The notable uptick in agricultural production has kept market prices under pressure over the past few months and food processors continue to benefit from this improvement - Wandile Sihlobo, Agbiz economist
The notable uptick in agricultural production has kept market prices under pressure over the past few months and food processors continue to benefit from this improvement. Data released this morning showed that South Africa’s food producer price inflation slowed to 6.4% y/y in April 2017 from 6.9% in March 2017. The fall in the producer price index is set to provide some relief for consumers over the coming months, as lower producer prices are transmitted to the retail and consumption end of the food chain.
The slowing trend in food producer inflation is largely attributed to an 82% recovery in agricultural production, with a total production of summer grains and oilseeds increasing to 16.9 million tonnes. The deceleration in food producer inflation was expected given the fall in agricultural commodity prices. White maize spot price currently trades at levels around R1 781 tonnes, which is 65% lower than the same period last year. Yellow maize spot price is trading at levels around R1 868 per tonne, which is 48% lower than the same period last year. Soybean spot price is at a level around R4 524 per tonne, which is a 37% annual decline. Sunflower seed spot price is trading around R4 732 per tonne, down by 32% from a corresponding period last year.

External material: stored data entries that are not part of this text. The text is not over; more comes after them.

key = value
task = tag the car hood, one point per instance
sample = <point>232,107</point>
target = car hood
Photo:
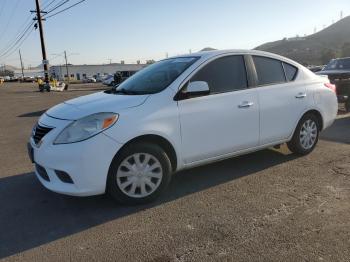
<point>95,103</point>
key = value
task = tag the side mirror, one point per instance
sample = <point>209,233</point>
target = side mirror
<point>193,89</point>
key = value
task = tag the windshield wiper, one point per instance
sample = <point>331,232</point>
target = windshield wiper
<point>124,91</point>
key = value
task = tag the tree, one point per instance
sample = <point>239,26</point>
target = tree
<point>345,51</point>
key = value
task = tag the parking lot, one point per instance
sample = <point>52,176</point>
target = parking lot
<point>266,206</point>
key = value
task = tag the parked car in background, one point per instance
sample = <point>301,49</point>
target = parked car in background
<point>27,79</point>
<point>175,114</point>
<point>315,68</point>
<point>89,80</point>
<point>108,80</point>
<point>338,72</point>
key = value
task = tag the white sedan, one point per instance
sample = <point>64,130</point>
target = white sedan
<point>179,113</point>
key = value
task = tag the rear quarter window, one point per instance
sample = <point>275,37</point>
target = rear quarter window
<point>291,71</point>
<point>269,70</point>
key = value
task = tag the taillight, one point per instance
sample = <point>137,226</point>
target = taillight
<point>331,86</point>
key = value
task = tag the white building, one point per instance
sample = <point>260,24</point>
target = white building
<point>79,72</point>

We expect the overall food producer inflation to decelerate further over the coming months on the back of lower prices for grains, oilseeds and vegetables. Meat inflation, which saw an uptick in April 2017, could move sideways, as indications show that beef supply seems to be normalising and not slowing at the rate that was initially expected earlier this year. For example, farmers slaughtered 238 097 head of cattle in March 2017, which is an 18% increase from the previous month, but 6% lower than March 2016. Chicken supply could also improve as local production recovers due to lower feed costs, with imports remaining on the high side (see SA’s annual food inflation falls to the lowest level in 18 months, 24 May 2017).